His fingers screamed for relief then his left hand went into spasm, the muscles jerking in protest against the strain.

“The vehicles are in position.” The agent’s deep voice rumbled close to Hatcher’s ear.

“Becker’s here,” said Hatcher, hoping the disappointment didn’t sound in his voice.

Against the green field of the binocular’s vision. Hatcher could see the glowing form that he knew was Becker, going straight up the side of the house. Like a goddamned spider. Christ, straight up a wall. The things they said about him must be true. Despite himself, Hatcher felt a sense of admiration for the man. Teamwork would have served better, of course. A little organization, a little planning, but still-the bastard had found him and was climbing a wall to get him.

Hatcher saw Becker pause, then stop abruptly as another form leaped suddenly into the binoculars’ vision, almost atop Becker. Neither shape moved for long seconds, and Hatcher could not tell if they were looking at each other or staring into the darkness that surrounded everyone but Hatcher and his infrared vision.

Beams of light suddenly hit the house and Becker cursed under his breath, sensing immediately what had happened. I will kill Hatcher, he thought as a loudspeaker crackled against the storm.

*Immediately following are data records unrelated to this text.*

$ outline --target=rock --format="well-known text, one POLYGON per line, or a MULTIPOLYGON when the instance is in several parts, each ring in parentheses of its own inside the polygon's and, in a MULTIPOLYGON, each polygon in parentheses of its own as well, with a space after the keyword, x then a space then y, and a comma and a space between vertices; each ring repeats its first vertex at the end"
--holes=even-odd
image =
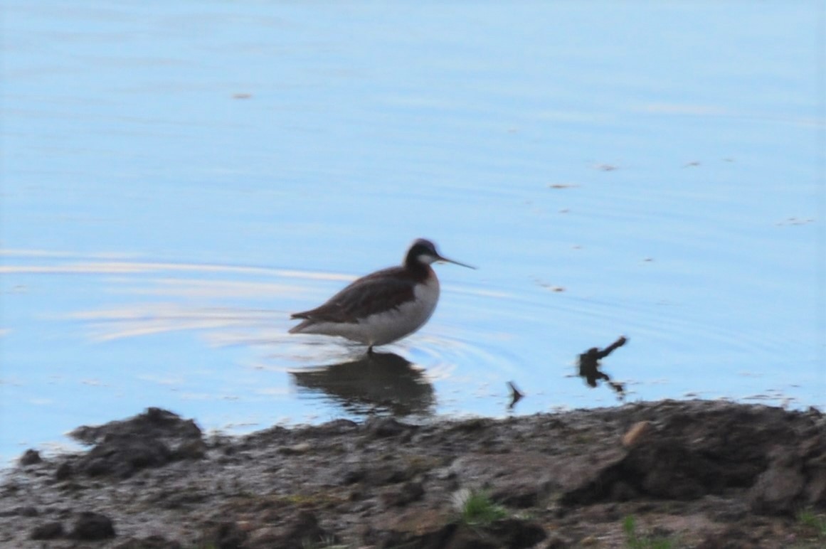
POLYGON ((299 511, 289 518, 282 527, 267 527, 253 533, 245 547, 279 547, 280 549, 305 549, 337 543, 336 536, 325 531, 318 518, 311 511, 299 511))
POLYGON ((83 511, 74 522, 70 537, 82 541, 107 539, 115 537, 112 519, 104 514, 83 511))
POLYGON ((306 454, 312 449, 310 443, 299 443, 292 446, 287 446, 281 448, 281 453, 285 456, 295 456, 297 454, 306 454))
POLYGON ((387 506, 403 507, 421 499, 425 488, 420 482, 406 482, 399 488, 386 492, 382 499, 387 506))
POLYGON ((58 466, 58 468, 55 471, 55 480, 58 481, 65 480, 72 476, 74 472, 74 471, 72 469, 72 464, 69 461, 64 461, 58 466))
POLYGON ((497 520, 485 531, 498 540, 497 547, 511 549, 532 547, 547 537, 539 524, 515 518, 497 520))
POLYGON ((78 461, 78 469, 89 476, 131 476, 143 467, 159 467, 172 460, 172 452, 162 441, 139 435, 108 434, 78 461))
POLYGON ((169 541, 163 536, 150 536, 142 539, 128 539, 115 549, 183 549, 178 542, 169 541))
POLYGON ((32 528, 29 539, 55 539, 63 536, 63 524, 58 521, 52 521, 32 528))
POLYGON ((395 437, 413 428, 413 425, 400 423, 393 418, 374 418, 364 424, 364 428, 374 437, 395 437))
POLYGON ((37 450, 32 450, 29 448, 23 452, 23 455, 20 457, 19 463, 26 466, 27 465, 35 465, 36 463, 40 463, 43 461, 40 457, 40 454, 37 450))
POLYGON ((159 408, 124 421, 99 427, 80 427, 70 435, 96 446, 76 468, 90 476, 131 476, 145 467, 159 467, 177 459, 202 457, 206 445, 192 420, 159 408))
POLYGON ((198 547, 215 547, 219 549, 240 549, 244 547, 247 532, 233 521, 225 521, 209 528, 202 536, 198 547))
POLYGON ((805 481, 796 467, 770 467, 760 476, 749 493, 752 510, 764 514, 792 514, 805 481))
POLYGON ((177 414, 160 408, 146 411, 129 419, 111 421, 97 427, 78 427, 69 436, 85 444, 97 444, 107 435, 134 434, 151 438, 179 440, 200 439, 201 429, 192 419, 181 419, 177 414))
POLYGON ((630 448, 638 444, 651 432, 650 421, 638 421, 622 437, 622 445, 630 448))

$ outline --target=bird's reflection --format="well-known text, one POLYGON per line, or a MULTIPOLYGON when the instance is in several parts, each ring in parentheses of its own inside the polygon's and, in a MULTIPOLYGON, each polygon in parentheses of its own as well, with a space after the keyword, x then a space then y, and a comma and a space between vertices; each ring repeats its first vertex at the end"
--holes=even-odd
POLYGON ((369 353, 358 360, 290 374, 301 390, 323 392, 355 414, 430 415, 435 404, 433 386, 423 372, 392 353, 369 353))

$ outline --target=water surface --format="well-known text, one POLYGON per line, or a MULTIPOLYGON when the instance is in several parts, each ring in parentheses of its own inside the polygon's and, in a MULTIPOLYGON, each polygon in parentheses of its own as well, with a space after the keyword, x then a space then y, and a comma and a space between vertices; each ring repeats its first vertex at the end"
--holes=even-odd
POLYGON ((576 360, 620 334, 629 400, 826 401, 819 2, 4 12, 4 458, 610 405, 576 360), (480 267, 420 332, 287 334, 416 237, 480 267))

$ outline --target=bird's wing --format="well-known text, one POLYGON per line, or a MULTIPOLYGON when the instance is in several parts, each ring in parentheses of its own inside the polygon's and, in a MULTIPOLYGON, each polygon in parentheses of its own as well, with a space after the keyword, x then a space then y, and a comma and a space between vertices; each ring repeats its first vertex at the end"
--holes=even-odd
POLYGON ((293 319, 315 322, 358 322, 376 313, 396 309, 414 298, 415 281, 410 277, 389 277, 401 272, 392 267, 363 277, 335 294, 322 305, 295 313, 293 319))

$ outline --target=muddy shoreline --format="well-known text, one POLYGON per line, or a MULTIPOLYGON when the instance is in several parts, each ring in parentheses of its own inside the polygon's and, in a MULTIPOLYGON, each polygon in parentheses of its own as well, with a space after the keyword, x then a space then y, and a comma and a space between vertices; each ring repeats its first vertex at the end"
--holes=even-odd
POLYGON ((814 408, 665 400, 244 437, 149 409, 74 434, 88 451, 5 471, 2 547, 826 547, 814 408))

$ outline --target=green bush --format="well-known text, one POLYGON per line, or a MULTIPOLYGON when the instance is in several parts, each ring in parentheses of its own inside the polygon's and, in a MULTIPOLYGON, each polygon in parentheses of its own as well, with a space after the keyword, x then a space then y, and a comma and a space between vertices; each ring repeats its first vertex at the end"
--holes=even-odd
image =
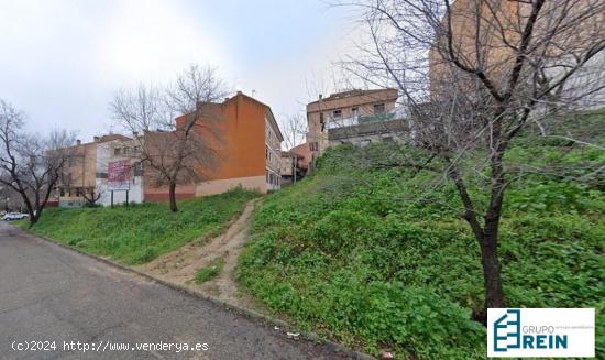
POLYGON ((200 268, 196 271, 196 283, 201 284, 210 279, 217 277, 224 265, 224 259, 219 258, 212 261, 208 266, 200 268))
MULTIPOLYGON (((391 146, 330 149, 312 176, 268 196, 239 279, 302 328, 374 354, 485 358, 485 328, 471 319, 484 299, 480 250, 455 188, 429 173, 367 166, 418 152, 391 146)), ((515 148, 508 161, 544 163, 558 151, 515 148)), ((483 198, 481 179, 471 184, 483 198)), ((605 195, 590 185, 536 174, 514 182, 499 243, 507 305, 596 307, 603 334, 603 214, 605 195)))
MULTIPOLYGON (((185 243, 222 232, 258 193, 241 188, 179 201, 178 212, 167 204, 134 207, 50 208, 32 228, 36 233, 79 250, 141 264, 185 243)), ((26 225, 24 225, 26 226, 26 225)))

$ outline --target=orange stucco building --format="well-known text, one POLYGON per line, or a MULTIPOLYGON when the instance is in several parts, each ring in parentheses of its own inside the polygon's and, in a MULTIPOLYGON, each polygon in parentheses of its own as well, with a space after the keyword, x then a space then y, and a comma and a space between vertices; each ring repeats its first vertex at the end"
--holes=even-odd
MULTIPOLYGON (((212 121, 215 134, 196 131, 212 143, 216 164, 198 168, 201 181, 179 184, 178 198, 219 194, 242 186, 263 193, 279 188, 280 145, 284 137, 271 108, 241 91, 222 103, 200 103, 200 121, 212 121)), ((177 128, 185 117, 176 119, 177 128)), ((145 183, 145 200, 167 199, 167 187, 145 183)))

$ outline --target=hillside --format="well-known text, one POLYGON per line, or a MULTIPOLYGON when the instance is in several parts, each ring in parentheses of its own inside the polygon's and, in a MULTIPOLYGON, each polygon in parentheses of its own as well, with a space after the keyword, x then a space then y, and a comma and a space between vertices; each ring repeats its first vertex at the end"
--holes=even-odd
MULTIPOLYGON (((394 146, 331 149, 312 176, 268 196, 254 216, 240 282, 276 314, 374 354, 483 359, 485 328, 471 319, 483 304, 479 247, 459 217, 455 189, 430 173, 367 166, 417 151, 394 146)), ((507 305, 596 307, 603 356, 605 194, 585 165, 605 155, 520 141, 507 166, 552 159, 565 166, 554 175, 520 172, 506 195, 507 305)), ((473 184, 479 196, 481 177, 473 184)))
POLYGON ((164 203, 114 208, 51 208, 32 228, 57 242, 125 264, 141 264, 194 239, 221 233, 258 193, 234 189, 179 201, 170 212, 164 203))

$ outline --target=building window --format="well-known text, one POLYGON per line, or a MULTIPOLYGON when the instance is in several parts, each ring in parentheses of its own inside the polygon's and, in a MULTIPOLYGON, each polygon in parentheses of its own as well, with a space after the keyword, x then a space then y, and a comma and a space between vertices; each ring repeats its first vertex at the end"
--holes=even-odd
POLYGON ((385 113, 385 111, 384 103, 374 103, 374 113, 385 113))
POLYGON ((309 143, 309 149, 311 151, 318 151, 319 146, 318 146, 317 142, 311 142, 311 143, 309 143))

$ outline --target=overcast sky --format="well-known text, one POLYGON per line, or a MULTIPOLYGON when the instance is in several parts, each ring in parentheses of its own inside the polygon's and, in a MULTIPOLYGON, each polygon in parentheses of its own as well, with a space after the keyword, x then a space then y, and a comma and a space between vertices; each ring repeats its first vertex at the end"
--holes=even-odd
POLYGON ((278 119, 302 112, 308 85, 331 84, 354 22, 321 0, 0 0, 0 98, 31 129, 107 132, 120 87, 217 67, 278 119))

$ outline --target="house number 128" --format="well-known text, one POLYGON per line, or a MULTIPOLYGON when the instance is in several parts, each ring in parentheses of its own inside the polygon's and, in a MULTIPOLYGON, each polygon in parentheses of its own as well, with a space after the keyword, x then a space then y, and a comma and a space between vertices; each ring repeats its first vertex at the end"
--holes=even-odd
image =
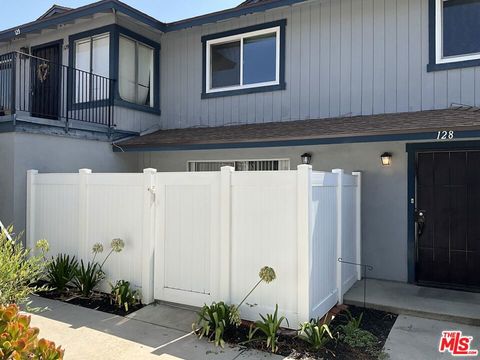
POLYGON ((437 133, 437 140, 452 140, 455 137, 455 133, 450 130, 450 131, 439 131, 437 133))

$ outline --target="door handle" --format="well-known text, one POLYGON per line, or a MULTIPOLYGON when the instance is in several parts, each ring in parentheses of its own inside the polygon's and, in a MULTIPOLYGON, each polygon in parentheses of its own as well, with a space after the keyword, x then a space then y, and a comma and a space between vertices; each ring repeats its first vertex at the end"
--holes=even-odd
POLYGON ((417 234, 418 236, 421 236, 423 234, 423 231, 425 229, 425 223, 426 223, 426 211, 425 210, 420 210, 420 209, 415 209, 415 222, 417 223, 417 234))

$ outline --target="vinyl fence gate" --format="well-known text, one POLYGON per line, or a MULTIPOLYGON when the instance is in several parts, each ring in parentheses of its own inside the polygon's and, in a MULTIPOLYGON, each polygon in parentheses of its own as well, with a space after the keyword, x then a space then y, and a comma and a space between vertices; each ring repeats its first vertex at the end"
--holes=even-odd
MULTIPOLYGON (((243 306, 258 318, 278 304, 291 326, 326 314, 360 279, 361 174, 293 171, 27 174, 27 242, 91 260, 93 244, 122 238, 105 265, 154 299, 239 303, 268 265, 277 279, 243 306)), ((108 290, 108 284, 102 285, 108 290)))

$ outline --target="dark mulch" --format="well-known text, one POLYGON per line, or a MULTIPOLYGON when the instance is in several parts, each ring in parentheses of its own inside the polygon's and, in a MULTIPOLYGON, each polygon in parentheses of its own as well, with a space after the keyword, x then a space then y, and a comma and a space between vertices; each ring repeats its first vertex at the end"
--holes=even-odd
POLYGON ((120 309, 113 305, 110 300, 110 295, 102 292, 94 292, 88 298, 81 296, 73 290, 67 290, 64 292, 58 292, 55 290, 44 291, 39 292, 37 295, 47 299, 59 300, 68 304, 79 305, 89 309, 94 309, 121 316, 128 315, 145 306, 143 304, 137 304, 135 306, 130 306, 128 308, 128 311, 125 311, 125 308, 120 309))
MULTIPOLYGON (((383 345, 387 340, 388 334, 395 323, 397 315, 387 313, 384 311, 363 309, 355 306, 349 306, 350 313, 358 318, 363 313, 361 328, 370 331, 378 338, 378 343, 367 349, 351 348, 342 341, 332 340, 328 343, 325 349, 317 352, 312 352, 306 342, 298 339, 294 331, 283 330, 278 340, 278 354, 282 356, 290 356, 293 359, 341 359, 341 360, 373 360, 378 359, 382 351, 383 345)), ((344 316, 344 310, 340 311, 332 320, 330 329, 337 338, 340 325, 347 323, 344 316)), ((244 322, 238 329, 230 331, 225 334, 225 340, 232 344, 242 344, 248 339, 249 323, 244 322)), ((243 345, 262 351, 269 351, 265 346, 265 341, 256 340, 243 345)))

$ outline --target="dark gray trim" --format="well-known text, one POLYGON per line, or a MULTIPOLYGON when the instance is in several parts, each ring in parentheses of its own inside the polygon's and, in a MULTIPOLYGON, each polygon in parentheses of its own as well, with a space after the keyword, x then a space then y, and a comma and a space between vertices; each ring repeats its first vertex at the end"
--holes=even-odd
MULTIPOLYGON (((110 79, 115 80, 114 84, 114 104, 116 106, 121 106, 137 111, 143 111, 143 112, 148 112, 148 113, 154 113, 154 114, 160 114, 160 44, 155 42, 154 40, 151 40, 149 38, 146 38, 140 34, 137 34, 130 29, 124 28, 119 25, 107 25, 107 26, 102 26, 100 28, 84 31, 81 33, 77 33, 74 35, 71 35, 69 37, 69 65, 71 67, 75 67, 75 46, 74 42, 79 39, 83 39, 86 37, 91 37, 103 33, 109 33, 110 34, 110 65, 109 65, 109 73, 110 73, 110 79), (119 41, 120 41, 120 34, 124 34, 134 40, 137 40, 139 42, 142 42, 154 49, 154 106, 149 107, 149 106, 143 106, 143 105, 138 105, 135 103, 130 103, 128 101, 123 100, 120 97, 120 91, 119 91, 119 84, 118 84, 118 71, 119 71, 119 65, 118 65, 118 59, 119 59, 119 41)), ((69 104, 71 105, 72 109, 78 109, 78 108, 91 108, 95 106, 103 106, 104 102, 103 101, 97 101, 97 102, 89 102, 89 103, 82 103, 82 104, 74 104, 72 101, 71 96, 73 96, 73 89, 75 88, 74 84, 74 79, 70 78, 69 79, 69 88, 70 88, 70 98, 69 98, 69 104)))
MULTIPOLYGON (((136 41, 139 41, 141 43, 144 43, 145 45, 148 45, 153 48, 153 78, 154 78, 154 83, 153 83, 153 102, 154 106, 145 106, 145 105, 139 105, 135 103, 131 103, 128 101, 123 100, 120 97, 120 89, 119 89, 119 82, 115 82, 115 105, 116 106, 121 106, 125 107, 128 109, 132 110, 137 110, 137 111, 144 111, 148 113, 154 113, 154 114, 160 114, 160 44, 146 38, 145 36, 142 36, 140 34, 137 34, 127 28, 124 28, 122 26, 117 25, 117 31, 116 31, 116 47, 114 48, 114 53, 113 53, 113 58, 114 59, 119 59, 119 41, 120 41, 120 35, 125 35, 127 37, 130 37, 136 41)), ((115 62, 115 79, 118 79, 118 61, 115 62)))
MULTIPOLYGON (((54 41, 50 41, 48 43, 44 43, 44 44, 39 44, 39 45, 35 45, 35 46, 32 46, 30 48, 30 53, 33 55, 33 52, 36 51, 36 50, 39 50, 39 49, 42 49, 42 48, 45 48, 45 47, 51 47, 51 46, 57 46, 58 47, 58 57, 59 57, 59 63, 57 65, 58 67, 58 84, 57 84, 57 92, 58 94, 60 94, 62 91, 68 91, 68 87, 70 86, 70 82, 69 82, 69 79, 67 79, 67 82, 66 82, 66 85, 67 85, 67 89, 62 89, 62 84, 65 84, 65 82, 63 81, 62 77, 64 76, 63 74, 63 71, 62 71, 62 65, 63 65, 63 39, 58 39, 58 40, 54 40, 54 41)), ((33 92, 32 92, 33 94, 33 92)), ((32 97, 33 95, 30 95, 30 101, 33 101, 32 100, 32 97)), ((68 94, 67 94, 67 101, 68 101, 68 94)), ((68 103, 67 103, 67 108, 68 108, 68 103)), ((62 102, 59 101, 58 102, 58 109, 57 109, 57 112, 58 114, 61 114, 62 113, 62 102)))
MULTIPOLYGON (((205 76, 203 77, 205 79, 205 76)), ((205 81, 205 80, 204 80, 205 81)), ((237 90, 225 90, 212 93, 202 92, 202 99, 214 99, 225 96, 246 95, 255 94, 269 91, 285 90, 286 84, 280 83, 278 85, 258 86, 253 88, 237 89, 237 90)))
POLYGON ((437 64, 436 50, 436 0, 428 1, 428 60, 427 71, 441 71, 480 66, 480 59, 437 64))
MULTIPOLYGON (((469 136, 467 136, 469 137, 469 136)), ((408 181, 407 181, 407 254, 408 254, 408 282, 416 282, 416 244, 415 244, 415 203, 416 202, 416 163, 417 154, 423 151, 442 151, 442 150, 480 150, 479 140, 470 141, 447 141, 447 142, 428 142, 406 144, 405 150, 408 154, 408 181)))
POLYGON ((260 92, 269 92, 269 91, 278 91, 285 90, 285 27, 287 26, 287 19, 271 21, 263 24, 257 24, 252 26, 246 26, 243 28, 233 29, 229 31, 223 31, 220 33, 209 34, 202 36, 202 99, 211 99, 217 97, 225 96, 235 96, 235 95, 245 95, 245 94, 254 94, 260 92), (207 70, 207 41, 220 39, 227 36, 240 35, 252 31, 264 30, 268 28, 280 27, 280 79, 279 84, 277 85, 267 85, 259 86, 238 90, 225 90, 218 92, 207 93, 207 79, 206 79, 206 70, 207 70))
MULTIPOLYGON (((232 143, 205 143, 205 144, 175 144, 175 145, 148 145, 148 146, 129 146, 120 145, 125 151, 145 152, 145 151, 177 151, 177 150, 211 150, 211 149, 245 149, 245 148, 266 148, 266 147, 285 147, 285 146, 308 146, 308 145, 330 145, 330 144, 353 144, 369 142, 387 142, 387 141, 416 141, 432 140, 435 141, 438 133, 435 131, 403 134, 383 134, 366 136, 345 136, 329 137, 317 139, 298 139, 298 140, 275 140, 275 141, 247 141, 232 143)), ((462 138, 480 138, 480 130, 456 130, 455 137, 462 138)), ((453 141, 454 142, 454 141, 453 141)), ((452 143, 453 143, 452 142, 452 143)), ((114 149, 115 150, 115 149, 114 149)))
POLYGON ((60 55, 60 64, 57 64, 57 65, 63 65, 63 39, 58 39, 58 40, 50 41, 48 43, 32 46, 30 48, 30 51, 33 52, 35 50, 38 50, 38 49, 41 49, 41 48, 44 48, 44 47, 48 47, 48 46, 54 46, 54 45, 58 45, 59 48, 60 48, 60 54, 59 54, 60 55))

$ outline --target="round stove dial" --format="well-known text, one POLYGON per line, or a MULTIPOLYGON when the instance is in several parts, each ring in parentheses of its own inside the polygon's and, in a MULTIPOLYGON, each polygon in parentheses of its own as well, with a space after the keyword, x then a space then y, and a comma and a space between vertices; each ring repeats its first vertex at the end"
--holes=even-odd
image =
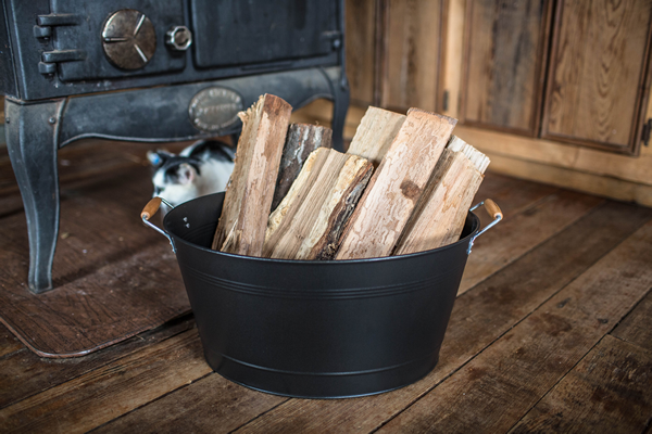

He could see Dyce clearly now, the man’s eyes wide and startled by the headlights, squinting momentarily as the beams struck him in the face, then looking down at Becker, seeing him for the first time. Dyce looked more pleased than surprised.

“I was wondering,” Dyce said, looking straight at Becker. The rain caught Dyce as he stood in the gap in the roof and the white of the powder seemed to explode off his body where the drops hit him.